Having said that, there are some aspects of big city life I could definitely do without, to wit:
- People who talk too loud on the train. This morning's example comes from a girl I presume to be in college. She is talking, nay, screaming with someone about some concert tonight. "I DON'T KNOW THAT BAND. NO! I KNOW, I KNOW THE SONG, I JUST DON'T KNOW THE BAND. I DON'T KNOW IF I WANT TO GO SEE A BAND I DON'T KNOW. YEAH I KNOW....DER DER DER DER (serenades entire train with a half-humming, half-singing, entirely off-key rendering of some completely irrecognizable song) RIGHT, THAT SONG, I KNOW, I'M SAYING I DON'T KNOW THE BAND. WHAT? YEAH I'M ON THE TRAIN. I'M AT FULLERTON. (She's actually fully 5 stops north of Fullerton) I'M ON MY WAY TO SCHOOL. WELL, I DON'T KNOW MAYBE I'LL GO. WELL, I CAN'T TALK THAT LONG BECAUSE I DON'T HAVE THAT MANY MINUTES. YEAH, IT'S PREPAY. I DON'T KNOW I MIGHT. OK. OK. BYE-IE!" Thank God that's over. But no..."HI! OH NOOOO, ARE YOU SLEEEEEPING? I'M SO SORRY, I'M JUST CALLING TO SAY HI. BUT GO BACK TO SLEEP AND I'LL SAY HI LATER. HEHEHEHEHE (High pitched shriek that I think is meant as laughter) AWWW, THAT'S SOOOO CUUUUTE! NO. YEAH. I WAS JUST CALLING TO SAY HI, AND TO FIND OUT WHAT YOUR CLASS SCHEDULE IS? (states this in a voice that sounds like a question, even though it's not) WELL OK, GO BACK TO SLEEP THEN. ALRIGHTY. BYE-BYE!" Shut. The. Fuck. Up. You are on a train, a public train, where people who have just gotten up for work and are not happy about it are trying to commute in peace. If you "don't have that many minutes" why are you making a second call? I'm going to throw your phone into the fucking lake. Also, please don't EVER sing again.
- People trying to hand me stuff. What's the deal with this? I go out for a sandwich at lunch, and 57 people have to try to hand me some kind of pamphlet or flier or menu. I try to get on the el, and some dude is shoving a Red Eye in my face. Hi, do you see the book in my hand? That's what I'm reading today. It is not for hitting people over the head when they try to hand me something. Perhaps it should be. If I wanted to read the Red Eye this morning, I would have grabbed it out of the bin that is literally two feet from where you are standing. I have a book, a backpack, my purse and my el pass all in my hands. I don't have room for your newspaper or your socialist propaganda, or your crummy band's little advertisement or your Chokin' on a Chicken Wing lunch specials. And speaking of menus
- Coming home from work to find 89,000 menus in my mailbox, shoved between the slats on my stairs, rubber-banded to my railing, and taped to my front door.

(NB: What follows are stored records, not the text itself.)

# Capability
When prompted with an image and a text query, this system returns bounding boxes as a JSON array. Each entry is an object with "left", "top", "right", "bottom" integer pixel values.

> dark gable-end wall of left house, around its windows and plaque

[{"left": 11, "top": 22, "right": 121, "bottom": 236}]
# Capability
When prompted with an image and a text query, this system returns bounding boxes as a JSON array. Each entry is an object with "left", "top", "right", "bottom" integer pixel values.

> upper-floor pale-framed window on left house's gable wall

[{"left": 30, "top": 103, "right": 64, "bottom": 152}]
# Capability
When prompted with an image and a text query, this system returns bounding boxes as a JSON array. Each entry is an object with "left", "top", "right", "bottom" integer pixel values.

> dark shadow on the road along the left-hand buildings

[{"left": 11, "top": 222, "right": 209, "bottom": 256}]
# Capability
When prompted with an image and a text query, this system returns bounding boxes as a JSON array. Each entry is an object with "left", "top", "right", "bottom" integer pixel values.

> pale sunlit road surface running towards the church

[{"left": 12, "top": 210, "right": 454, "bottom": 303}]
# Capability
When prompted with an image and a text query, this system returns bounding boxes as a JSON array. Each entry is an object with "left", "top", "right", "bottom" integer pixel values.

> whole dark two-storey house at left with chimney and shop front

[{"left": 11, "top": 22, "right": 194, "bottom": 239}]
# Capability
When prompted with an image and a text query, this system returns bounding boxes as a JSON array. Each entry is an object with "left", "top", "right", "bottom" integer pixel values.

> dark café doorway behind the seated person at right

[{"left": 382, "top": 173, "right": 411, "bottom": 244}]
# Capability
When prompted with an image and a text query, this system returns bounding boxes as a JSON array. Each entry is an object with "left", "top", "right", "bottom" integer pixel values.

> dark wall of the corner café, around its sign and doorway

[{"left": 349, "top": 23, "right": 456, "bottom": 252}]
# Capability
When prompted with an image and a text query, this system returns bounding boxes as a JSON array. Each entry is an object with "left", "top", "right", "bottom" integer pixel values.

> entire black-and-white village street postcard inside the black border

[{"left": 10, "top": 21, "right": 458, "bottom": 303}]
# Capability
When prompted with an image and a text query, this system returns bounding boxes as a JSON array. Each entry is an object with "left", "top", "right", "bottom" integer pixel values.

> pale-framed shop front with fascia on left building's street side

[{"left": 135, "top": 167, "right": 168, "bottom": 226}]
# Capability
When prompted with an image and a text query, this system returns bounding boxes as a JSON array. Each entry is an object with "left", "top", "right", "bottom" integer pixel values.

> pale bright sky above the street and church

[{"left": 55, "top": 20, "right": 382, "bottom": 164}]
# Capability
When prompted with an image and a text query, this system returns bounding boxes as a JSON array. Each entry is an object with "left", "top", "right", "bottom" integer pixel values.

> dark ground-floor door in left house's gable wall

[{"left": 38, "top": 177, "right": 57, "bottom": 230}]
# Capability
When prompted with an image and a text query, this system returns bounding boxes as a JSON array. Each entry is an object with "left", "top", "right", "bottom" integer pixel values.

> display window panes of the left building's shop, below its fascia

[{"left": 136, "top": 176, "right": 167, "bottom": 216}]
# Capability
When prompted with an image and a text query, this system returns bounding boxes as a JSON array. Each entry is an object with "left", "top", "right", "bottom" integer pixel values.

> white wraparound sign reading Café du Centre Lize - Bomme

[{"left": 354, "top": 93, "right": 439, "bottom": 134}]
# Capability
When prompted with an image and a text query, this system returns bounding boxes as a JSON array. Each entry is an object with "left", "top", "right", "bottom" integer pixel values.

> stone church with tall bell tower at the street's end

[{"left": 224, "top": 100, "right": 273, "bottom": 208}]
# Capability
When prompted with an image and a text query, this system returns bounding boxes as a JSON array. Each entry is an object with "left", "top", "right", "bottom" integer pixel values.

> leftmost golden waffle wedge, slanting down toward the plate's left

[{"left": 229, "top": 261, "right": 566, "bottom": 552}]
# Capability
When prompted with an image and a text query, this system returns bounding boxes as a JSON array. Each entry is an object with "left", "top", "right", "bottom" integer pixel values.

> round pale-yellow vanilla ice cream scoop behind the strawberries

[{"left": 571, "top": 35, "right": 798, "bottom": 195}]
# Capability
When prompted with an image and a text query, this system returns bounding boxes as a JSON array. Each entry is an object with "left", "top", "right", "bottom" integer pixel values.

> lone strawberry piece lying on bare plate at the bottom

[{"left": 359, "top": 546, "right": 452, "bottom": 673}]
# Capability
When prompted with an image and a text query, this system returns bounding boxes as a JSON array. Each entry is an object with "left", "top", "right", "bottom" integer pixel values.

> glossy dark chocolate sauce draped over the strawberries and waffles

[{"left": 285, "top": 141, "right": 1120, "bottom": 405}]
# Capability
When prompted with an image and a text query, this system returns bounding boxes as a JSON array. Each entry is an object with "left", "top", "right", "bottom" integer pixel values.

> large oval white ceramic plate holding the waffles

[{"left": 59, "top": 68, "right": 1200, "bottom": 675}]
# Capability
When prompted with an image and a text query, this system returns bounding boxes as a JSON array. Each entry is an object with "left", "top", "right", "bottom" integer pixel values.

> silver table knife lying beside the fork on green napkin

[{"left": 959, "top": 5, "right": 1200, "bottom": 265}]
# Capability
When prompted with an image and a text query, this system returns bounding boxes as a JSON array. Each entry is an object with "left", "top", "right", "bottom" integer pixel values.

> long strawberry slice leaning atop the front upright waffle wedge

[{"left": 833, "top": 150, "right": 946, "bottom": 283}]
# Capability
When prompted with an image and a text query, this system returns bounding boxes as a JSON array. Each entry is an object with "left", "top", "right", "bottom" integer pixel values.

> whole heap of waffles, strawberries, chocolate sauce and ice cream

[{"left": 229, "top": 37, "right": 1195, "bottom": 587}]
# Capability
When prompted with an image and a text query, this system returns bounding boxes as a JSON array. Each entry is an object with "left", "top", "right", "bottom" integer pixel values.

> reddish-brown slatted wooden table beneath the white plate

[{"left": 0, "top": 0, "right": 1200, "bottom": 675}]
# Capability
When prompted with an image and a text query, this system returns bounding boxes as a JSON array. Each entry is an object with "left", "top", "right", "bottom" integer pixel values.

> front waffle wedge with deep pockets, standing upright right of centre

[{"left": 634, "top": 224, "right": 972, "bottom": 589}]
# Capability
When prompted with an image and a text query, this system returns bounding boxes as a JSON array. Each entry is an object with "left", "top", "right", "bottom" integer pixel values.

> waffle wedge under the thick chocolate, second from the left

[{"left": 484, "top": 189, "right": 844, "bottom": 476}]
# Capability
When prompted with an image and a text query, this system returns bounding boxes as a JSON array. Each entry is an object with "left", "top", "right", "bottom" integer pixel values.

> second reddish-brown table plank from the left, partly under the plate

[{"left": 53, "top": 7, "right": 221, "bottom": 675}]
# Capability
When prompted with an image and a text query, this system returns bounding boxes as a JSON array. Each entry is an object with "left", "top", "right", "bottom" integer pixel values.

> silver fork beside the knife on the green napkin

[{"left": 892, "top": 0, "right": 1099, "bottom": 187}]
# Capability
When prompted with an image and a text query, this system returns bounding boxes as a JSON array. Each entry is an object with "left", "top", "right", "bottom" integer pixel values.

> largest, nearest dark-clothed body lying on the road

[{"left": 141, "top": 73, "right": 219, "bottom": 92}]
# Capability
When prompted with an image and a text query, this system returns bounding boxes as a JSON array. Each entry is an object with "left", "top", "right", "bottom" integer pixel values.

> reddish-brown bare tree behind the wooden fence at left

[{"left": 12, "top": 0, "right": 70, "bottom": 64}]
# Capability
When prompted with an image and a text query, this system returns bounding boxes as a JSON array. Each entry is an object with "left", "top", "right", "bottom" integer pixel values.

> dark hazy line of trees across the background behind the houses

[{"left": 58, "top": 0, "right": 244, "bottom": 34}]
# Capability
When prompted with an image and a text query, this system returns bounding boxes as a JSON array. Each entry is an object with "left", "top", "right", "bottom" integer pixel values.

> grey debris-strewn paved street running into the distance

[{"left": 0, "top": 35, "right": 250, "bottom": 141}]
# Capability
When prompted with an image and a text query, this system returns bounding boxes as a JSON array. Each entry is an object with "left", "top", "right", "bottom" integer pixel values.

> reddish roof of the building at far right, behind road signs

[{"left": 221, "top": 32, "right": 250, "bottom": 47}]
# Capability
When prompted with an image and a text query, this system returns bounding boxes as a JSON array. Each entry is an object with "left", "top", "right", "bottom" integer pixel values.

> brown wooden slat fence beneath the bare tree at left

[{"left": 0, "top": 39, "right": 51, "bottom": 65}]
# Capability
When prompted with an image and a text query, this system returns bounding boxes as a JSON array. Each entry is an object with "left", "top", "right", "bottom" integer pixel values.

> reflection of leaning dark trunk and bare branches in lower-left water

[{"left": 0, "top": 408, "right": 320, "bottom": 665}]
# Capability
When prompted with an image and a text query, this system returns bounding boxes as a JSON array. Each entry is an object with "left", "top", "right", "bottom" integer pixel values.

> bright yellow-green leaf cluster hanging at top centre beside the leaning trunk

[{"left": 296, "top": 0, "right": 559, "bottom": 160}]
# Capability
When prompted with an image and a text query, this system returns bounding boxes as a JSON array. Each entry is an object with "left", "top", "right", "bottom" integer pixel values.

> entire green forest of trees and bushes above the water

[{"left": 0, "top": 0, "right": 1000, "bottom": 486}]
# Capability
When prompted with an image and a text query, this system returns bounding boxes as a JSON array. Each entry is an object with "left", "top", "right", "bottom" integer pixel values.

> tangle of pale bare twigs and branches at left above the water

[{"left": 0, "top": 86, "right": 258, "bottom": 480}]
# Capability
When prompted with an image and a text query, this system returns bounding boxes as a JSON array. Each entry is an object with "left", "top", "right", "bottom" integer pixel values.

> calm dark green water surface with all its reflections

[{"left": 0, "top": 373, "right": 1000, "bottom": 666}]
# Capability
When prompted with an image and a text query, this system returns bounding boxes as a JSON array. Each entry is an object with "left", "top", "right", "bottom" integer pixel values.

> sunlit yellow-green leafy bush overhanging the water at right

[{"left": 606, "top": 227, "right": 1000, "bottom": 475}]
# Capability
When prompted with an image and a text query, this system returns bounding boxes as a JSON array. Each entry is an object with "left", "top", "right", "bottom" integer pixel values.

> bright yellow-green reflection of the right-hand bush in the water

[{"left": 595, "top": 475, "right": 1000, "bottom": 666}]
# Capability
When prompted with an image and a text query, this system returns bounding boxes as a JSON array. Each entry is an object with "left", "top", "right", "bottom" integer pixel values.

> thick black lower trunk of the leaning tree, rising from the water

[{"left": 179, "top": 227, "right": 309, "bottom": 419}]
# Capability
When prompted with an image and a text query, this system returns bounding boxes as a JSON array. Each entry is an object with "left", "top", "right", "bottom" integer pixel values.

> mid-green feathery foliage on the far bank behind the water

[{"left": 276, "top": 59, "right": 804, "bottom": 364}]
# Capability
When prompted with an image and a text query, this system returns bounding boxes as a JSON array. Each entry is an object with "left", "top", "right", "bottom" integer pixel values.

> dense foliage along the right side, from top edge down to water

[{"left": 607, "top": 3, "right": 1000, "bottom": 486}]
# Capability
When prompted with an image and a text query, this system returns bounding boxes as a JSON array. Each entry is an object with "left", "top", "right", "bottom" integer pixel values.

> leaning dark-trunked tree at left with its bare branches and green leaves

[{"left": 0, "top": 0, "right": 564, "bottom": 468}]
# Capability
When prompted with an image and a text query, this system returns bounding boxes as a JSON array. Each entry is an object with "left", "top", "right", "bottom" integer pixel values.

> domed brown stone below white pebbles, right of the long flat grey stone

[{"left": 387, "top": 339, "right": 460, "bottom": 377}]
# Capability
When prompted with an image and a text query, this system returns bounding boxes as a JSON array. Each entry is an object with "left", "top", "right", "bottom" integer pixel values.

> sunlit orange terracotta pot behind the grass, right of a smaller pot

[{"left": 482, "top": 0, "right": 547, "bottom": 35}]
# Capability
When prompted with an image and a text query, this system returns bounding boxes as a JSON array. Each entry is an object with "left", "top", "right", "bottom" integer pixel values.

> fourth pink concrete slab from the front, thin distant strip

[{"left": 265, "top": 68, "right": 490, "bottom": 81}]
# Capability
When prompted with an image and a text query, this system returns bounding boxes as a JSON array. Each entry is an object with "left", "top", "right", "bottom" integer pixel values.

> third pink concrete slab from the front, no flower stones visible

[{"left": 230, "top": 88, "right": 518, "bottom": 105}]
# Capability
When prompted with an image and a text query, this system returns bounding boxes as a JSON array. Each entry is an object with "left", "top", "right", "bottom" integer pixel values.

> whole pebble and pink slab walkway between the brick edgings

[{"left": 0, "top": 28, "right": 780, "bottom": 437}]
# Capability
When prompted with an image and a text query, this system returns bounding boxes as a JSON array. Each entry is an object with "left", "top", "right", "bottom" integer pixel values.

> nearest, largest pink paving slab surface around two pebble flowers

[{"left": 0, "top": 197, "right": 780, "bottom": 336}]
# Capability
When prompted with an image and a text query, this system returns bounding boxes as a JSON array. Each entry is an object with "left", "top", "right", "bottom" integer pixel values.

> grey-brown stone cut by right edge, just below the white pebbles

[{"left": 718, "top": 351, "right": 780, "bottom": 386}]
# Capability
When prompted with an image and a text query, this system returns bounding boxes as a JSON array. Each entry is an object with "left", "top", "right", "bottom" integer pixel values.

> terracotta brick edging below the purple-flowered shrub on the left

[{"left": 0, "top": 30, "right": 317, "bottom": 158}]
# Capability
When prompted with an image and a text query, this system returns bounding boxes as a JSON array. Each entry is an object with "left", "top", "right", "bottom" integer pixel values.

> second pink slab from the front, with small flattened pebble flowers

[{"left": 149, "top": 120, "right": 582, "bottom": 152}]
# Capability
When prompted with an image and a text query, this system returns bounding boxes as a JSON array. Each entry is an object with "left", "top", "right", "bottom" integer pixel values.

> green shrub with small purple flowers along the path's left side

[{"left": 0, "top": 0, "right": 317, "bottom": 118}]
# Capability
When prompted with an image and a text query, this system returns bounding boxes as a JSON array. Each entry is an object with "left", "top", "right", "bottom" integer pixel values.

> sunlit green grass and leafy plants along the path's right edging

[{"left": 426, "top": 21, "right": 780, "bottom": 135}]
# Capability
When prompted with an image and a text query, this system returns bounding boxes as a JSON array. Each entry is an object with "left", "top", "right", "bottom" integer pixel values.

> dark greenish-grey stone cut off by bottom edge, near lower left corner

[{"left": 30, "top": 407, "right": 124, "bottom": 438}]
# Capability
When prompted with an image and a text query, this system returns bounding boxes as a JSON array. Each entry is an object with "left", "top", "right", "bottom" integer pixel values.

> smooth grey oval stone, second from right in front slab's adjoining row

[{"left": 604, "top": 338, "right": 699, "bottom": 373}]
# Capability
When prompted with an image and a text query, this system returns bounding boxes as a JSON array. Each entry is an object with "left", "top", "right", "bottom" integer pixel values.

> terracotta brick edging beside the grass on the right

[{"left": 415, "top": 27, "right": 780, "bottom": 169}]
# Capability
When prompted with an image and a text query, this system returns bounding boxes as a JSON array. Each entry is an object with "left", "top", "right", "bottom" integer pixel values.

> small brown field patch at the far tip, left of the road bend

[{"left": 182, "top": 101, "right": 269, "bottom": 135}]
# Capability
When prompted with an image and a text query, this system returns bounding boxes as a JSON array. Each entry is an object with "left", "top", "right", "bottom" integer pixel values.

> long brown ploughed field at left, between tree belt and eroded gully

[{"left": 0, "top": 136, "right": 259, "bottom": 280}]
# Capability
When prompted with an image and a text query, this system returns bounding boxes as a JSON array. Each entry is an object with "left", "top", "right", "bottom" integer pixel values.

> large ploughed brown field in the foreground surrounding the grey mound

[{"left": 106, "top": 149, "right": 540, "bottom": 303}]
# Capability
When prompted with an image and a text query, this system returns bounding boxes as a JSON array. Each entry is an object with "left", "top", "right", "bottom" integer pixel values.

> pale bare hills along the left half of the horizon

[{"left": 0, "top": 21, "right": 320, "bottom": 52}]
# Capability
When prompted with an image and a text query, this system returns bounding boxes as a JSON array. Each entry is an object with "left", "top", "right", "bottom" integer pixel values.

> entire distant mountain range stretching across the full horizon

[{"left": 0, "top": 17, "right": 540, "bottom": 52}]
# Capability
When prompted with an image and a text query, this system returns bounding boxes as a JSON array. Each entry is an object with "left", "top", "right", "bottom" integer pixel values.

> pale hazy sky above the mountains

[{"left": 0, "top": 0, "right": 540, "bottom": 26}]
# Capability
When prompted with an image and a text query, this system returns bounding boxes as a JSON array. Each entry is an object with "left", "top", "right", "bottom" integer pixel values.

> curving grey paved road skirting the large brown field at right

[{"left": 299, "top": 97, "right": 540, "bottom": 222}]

Is everyone else getting this? Or have they somehow figured out that I'm new? I really hope it's the latter, because the bulk of my trash is starting to be made up of menus for Chinese restaurants and pizza parlors. Do I maybe look too skinny? Maybe they're trying to put some meat on my bones. They can't all be new, there's just too many of them. Are they factoring the cost of all this door-to-door advertising into the price of my meal? I bet it's cheaper to eat somewhere where they're not chopping down an entire rain forest just to tell me that General Tso's chicken is $6.95 and comes with a spring roll. STOP IT. That is what the phone book is for. Geesh.
1 comment:
We like to leave the menus in our atrium, along with the numerous Wall Street Journals we don't read, so our house looks more like an abandoned crackhouse to the outside world. Or you could do origami with them. Or maybe, just maybe, someday you'll want General Tso's chicken & you'll need to do price-comparisons on what is the best deal.